Román Gubern. Es sabido que los medios no sólo reflejan, sino que también incitan. Está el ejemplo clásico del partido de fútbol y la aparición de la pancarta Freedom for Catalonia o cualquiera de ese género. El periodista no es un agente pasivo. Incluso en su vocación de pasividad, de neutralidad, se convierte, aunque sólo sea por su capacidad amplificadora, en un agente que contribuye a diseñar la realidad. Esta característica del oficio se convierte en campo abonado para todo tipo de listillos y hasta de chorizos. Hace unos años se elaboró en la RAI un programa televisivo que demostraba que el referéndum sobre la República en la Italia de posguerra se había falsificado.

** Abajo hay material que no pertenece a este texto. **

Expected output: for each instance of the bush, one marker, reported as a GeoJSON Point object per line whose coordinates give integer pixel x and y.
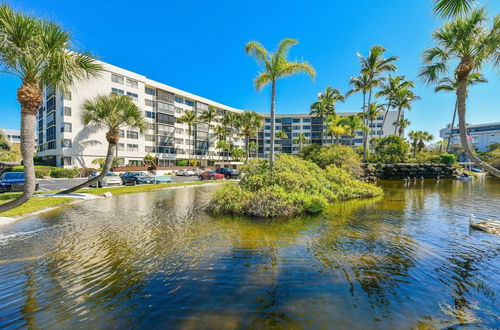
{"type": "Point", "coordinates": [296, 186]}
{"type": "Point", "coordinates": [390, 149]}
{"type": "Point", "coordinates": [341, 156]}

Así se fabricó una película, en blanco y negro, un poco movida, filmada en 16 milímetros, en la que aparecían diversas autoridades dando el pucherazo. El engaño duró unas pocas horas, pero qué duda cabe que hizo su efecto sobre la conciencia colectiva italiana. Y te diré más: cuando este asunto llegó a mi facultad de periodismo, muchos alumnos aplaudieron a este sujeto. En parte, porque encarnaba el héroe periodístico: el periodista que interviene en la realidad y la somete, que es en el fondo con lo que todos sueñan. Yo creo que el periodismo bastardo está enfeudado, sobre todo, en el narcisismo.

A. E. Otro asunto distinto de la suplantación es que el periodista coloque cámaras o micrófonos ocultos...

R. G. Es distinto, en efecto, porque la cámara registra sin intervenir en la realidad. El hecho se produce sin condicionamientos, como ocurrió venturosamente el 23-F.

A. E. Claro, es lo que acaba de suceder con el ya célebre '¡Vaya coñazo [de discurso] que les he soltado!' del presidente Aznar. La decisión de incluir o no las informaciones obtenidas de este modo deben ajustarse al Código Penal o a la ética de cada cual. Pero, según yo lo veo, no afectan a la célula básica del periodismo, es decir, al hecho.

R. G. Aludiendo a los métodos ilegítimos de obtención de la información, me pregunto hasta dónde el interés de la información justifica su uso. Es decir, ¿el interés público de una información justificaría el uso de medios ilegítimos? Es decir, ¿hasta qué punto hay que seguir la vieja máxima ética de que el fin no justifica los medios? ¿A ti qué te parece?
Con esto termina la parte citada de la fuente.